Introduction: As transportation network companies (TNC) are on the rise, assessing the safety of children traveling in these vehicles is imperative. For this reason, this study developed and adopted a scoring system to assess states' safety standards for children traveling in TNC vehicles.
Methods: The scoring was based on two parameters pertaining to child car seat laws for TNCs: clarity and stringency. For each parameter, three criteria that could impact child safety in TNC vehicles were formulated. If a state met a certain criterion it got 1 point and 0 otherwise. The authors gathered all the necessary information by reviewing state statutes in Nexus Uni, a legal research database. These reviews took place between December 2019 and October 2020, and this study evaluated state laws in effect on October 28, 2020.

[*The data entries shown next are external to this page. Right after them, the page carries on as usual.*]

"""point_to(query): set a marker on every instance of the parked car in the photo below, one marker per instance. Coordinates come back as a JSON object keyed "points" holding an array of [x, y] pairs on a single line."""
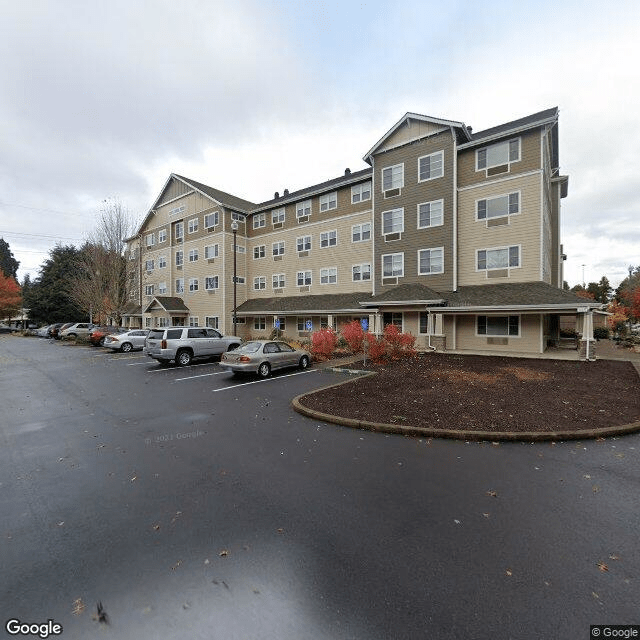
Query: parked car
{"points": [[56, 331], [75, 330], [183, 344], [128, 341], [98, 334], [263, 357]]}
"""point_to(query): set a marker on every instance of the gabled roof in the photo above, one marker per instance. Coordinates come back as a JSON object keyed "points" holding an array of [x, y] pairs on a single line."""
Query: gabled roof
{"points": [[548, 116], [169, 304], [415, 116], [347, 178]]}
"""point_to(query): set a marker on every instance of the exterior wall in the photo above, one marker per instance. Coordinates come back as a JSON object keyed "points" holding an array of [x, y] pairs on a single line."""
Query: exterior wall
{"points": [[523, 229], [412, 194], [530, 160], [528, 342]]}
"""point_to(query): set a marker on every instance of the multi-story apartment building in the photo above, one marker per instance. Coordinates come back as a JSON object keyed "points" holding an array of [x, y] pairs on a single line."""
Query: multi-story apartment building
{"points": [[452, 235]]}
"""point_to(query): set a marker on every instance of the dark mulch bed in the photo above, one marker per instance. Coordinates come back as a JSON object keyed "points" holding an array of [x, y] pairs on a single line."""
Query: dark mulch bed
{"points": [[488, 393]]}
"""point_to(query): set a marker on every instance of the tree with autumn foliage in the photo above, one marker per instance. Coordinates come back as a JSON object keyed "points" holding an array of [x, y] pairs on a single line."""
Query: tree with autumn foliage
{"points": [[10, 296]]}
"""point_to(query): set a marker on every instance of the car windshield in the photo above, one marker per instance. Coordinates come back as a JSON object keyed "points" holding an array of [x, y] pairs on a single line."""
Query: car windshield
{"points": [[249, 347]]}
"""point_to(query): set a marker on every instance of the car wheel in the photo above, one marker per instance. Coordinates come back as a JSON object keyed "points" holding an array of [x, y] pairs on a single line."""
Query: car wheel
{"points": [[184, 358]]}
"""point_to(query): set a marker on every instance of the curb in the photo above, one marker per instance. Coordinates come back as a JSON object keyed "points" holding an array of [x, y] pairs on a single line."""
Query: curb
{"points": [[455, 434]]}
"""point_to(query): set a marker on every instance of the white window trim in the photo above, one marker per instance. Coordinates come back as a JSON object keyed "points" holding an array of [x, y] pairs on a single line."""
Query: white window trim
{"points": [[498, 315], [430, 202], [391, 167], [495, 197], [431, 273], [507, 247], [430, 155], [386, 233], [386, 255], [328, 269], [329, 245], [509, 162]]}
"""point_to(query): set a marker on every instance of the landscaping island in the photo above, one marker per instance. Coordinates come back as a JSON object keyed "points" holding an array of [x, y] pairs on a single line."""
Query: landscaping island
{"points": [[484, 397]]}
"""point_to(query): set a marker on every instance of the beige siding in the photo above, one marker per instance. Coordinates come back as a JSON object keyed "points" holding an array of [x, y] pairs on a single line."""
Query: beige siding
{"points": [[528, 342], [530, 160], [414, 130], [523, 229]]}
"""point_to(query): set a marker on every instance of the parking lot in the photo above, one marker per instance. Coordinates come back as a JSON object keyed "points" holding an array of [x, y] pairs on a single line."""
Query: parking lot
{"points": [[193, 504]]}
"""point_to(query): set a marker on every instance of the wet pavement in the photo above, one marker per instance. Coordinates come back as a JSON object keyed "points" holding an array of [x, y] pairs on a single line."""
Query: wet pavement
{"points": [[191, 504]]}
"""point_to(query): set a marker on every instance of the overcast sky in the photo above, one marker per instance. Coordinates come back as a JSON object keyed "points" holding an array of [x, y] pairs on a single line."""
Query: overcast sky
{"points": [[106, 99]]}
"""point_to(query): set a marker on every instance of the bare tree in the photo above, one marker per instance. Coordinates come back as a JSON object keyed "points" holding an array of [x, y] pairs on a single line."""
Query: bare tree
{"points": [[101, 285]]}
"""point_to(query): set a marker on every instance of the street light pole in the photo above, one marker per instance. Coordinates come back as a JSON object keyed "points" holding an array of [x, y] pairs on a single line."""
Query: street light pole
{"points": [[234, 228]]}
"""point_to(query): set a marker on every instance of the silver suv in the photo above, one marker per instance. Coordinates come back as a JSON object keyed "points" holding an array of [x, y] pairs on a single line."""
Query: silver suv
{"points": [[183, 344]]}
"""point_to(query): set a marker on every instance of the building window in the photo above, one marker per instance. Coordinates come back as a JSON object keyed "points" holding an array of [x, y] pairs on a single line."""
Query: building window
{"points": [[211, 220], [303, 209], [430, 214], [498, 207], [500, 258], [211, 322], [329, 239], [430, 261], [361, 192], [393, 177], [361, 232], [394, 318], [498, 325], [431, 166], [361, 272], [303, 243], [393, 221], [393, 265], [328, 201], [211, 251], [329, 275], [495, 155]]}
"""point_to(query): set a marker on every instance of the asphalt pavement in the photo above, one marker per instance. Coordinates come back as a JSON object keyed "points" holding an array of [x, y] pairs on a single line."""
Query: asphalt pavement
{"points": [[191, 504]]}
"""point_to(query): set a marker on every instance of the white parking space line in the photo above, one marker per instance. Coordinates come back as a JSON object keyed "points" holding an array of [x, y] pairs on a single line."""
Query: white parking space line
{"points": [[204, 364], [244, 384], [202, 375]]}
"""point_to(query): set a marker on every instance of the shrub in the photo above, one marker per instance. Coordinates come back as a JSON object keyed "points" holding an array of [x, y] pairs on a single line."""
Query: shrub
{"points": [[353, 335], [323, 343], [601, 333]]}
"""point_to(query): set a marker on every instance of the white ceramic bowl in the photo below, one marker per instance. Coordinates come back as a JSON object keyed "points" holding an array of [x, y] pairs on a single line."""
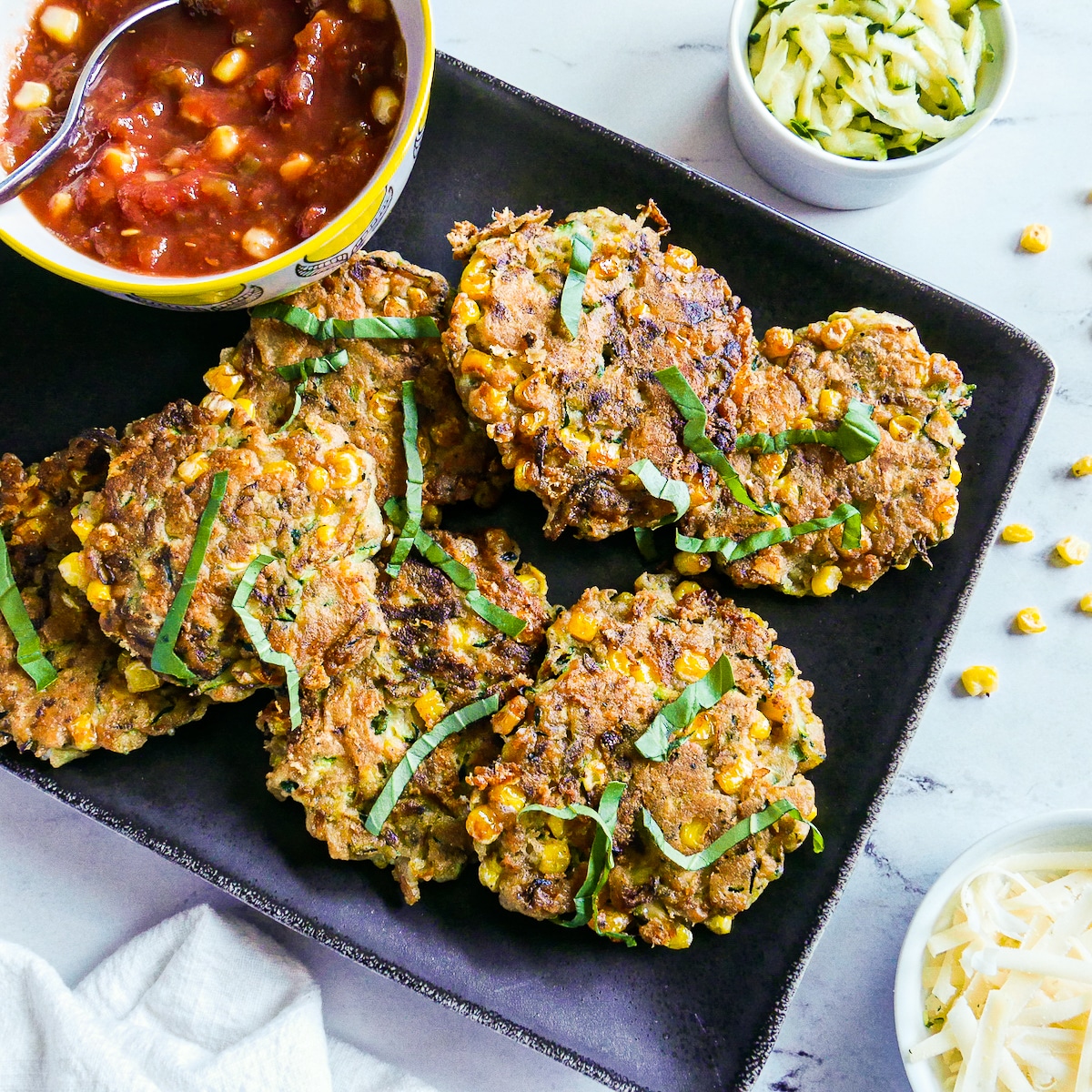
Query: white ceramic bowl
{"points": [[803, 169], [1057, 830], [279, 274]]}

Results: During this assessment, the authors observed a lack of clarity in state child car seat laws, which could compromise safety of children traveling in TNC vehicles. For clarity of laws, Georgia and Indiana received the highest scores (3 out of 3 points), while 16 states scored only 1 point, which was the lowest score in this category. In terms of stringency of laws, Pennsylvania received the highest score (3 out of 3 points), while Indiana scored the least (0 points).
Conclusions: Besides one state (Oregon), all other states defined TNCs in their state laws. All states except for Indiana and Washington required child car seats in TNC vehicles. The responsibility for child car seat use was clearly defined in 35 states. The fine for child car seat violation was $50 or more in 28 states. Practical Application: This study will help TNCs, policymakers, and stakeholders identify states that need to improve their standards for child safety in TNC vehicles, and comprehensively address the issue.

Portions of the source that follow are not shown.